Les villes seront aussi perdantes du point de vue de la productivité du travail. Même si les activités extérieures ne sont pas épargnées, le bulles de chaleur urbaines affecteront particulièrement les travaux en bureaux et dans la construction. Or le secteur des services est important en Belgique.

Un phénomène ressenti différemment selon la région

En province, la réalité du terrain joue pour beaucoup. Évidemment, la côte est un cas particulier. Les inondations y sont déjà une menace prégnante et la perspective d’une élévation des eaux n’est pas pour rassurer. Mais de manière générale, ce sont toutes les zones inondables qui sont concernées. «Ceux qui habitent près d’une rivière qui a déjà tendance à sortir de son lit vont encore plus souffrir», explique Hugues Goosse, climatologue professeur à l’UCLouvain. «On sait que les orages seront plus forts en été. Cela ne veut pas forcément dire que les tempêtes seront plus fréquentes, mais il est clair qu'elles vont nous amener plus de précipitations puisque l’air chaud contient plus d’humidité, d’où plus de dégâts».
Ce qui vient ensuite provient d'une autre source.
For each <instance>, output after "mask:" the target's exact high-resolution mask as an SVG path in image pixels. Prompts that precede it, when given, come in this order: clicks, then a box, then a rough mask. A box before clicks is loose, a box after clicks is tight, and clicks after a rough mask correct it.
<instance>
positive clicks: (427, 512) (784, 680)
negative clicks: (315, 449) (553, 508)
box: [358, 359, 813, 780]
Les forêts ardennaises ne vont pas non plus être épargnées car si l’été sera marqué par de violents épisodes orageux, les pluies y seront globalement moins fréquentes. Les conséquences de la sécheresse, couplée à des hivers doux et moins propices à la neige, sont déjà visibles: l’attaque d’arbres par des scolytes. À terme, les hêtres devraient migrer vers l’est et les épicéas grandement souffrir, mais les domaines forestiers mixtes s’en sortiront mieux. «La sécheresse peut aussi avoir des conséquences importantes sur la végétation et les réservoirs d’eau, ce qui implique des problèmes pour les industries grandes consommatrices d’eau et pour le secteur fluvial», ajoute Hugues Goosse. Enfin, toujours dans les hauteurs du pays, le réchauffement climatique fait peser la menace d’un assèchement des tourbières des Hautes-Fagnes et d’incendies de forêts facilités.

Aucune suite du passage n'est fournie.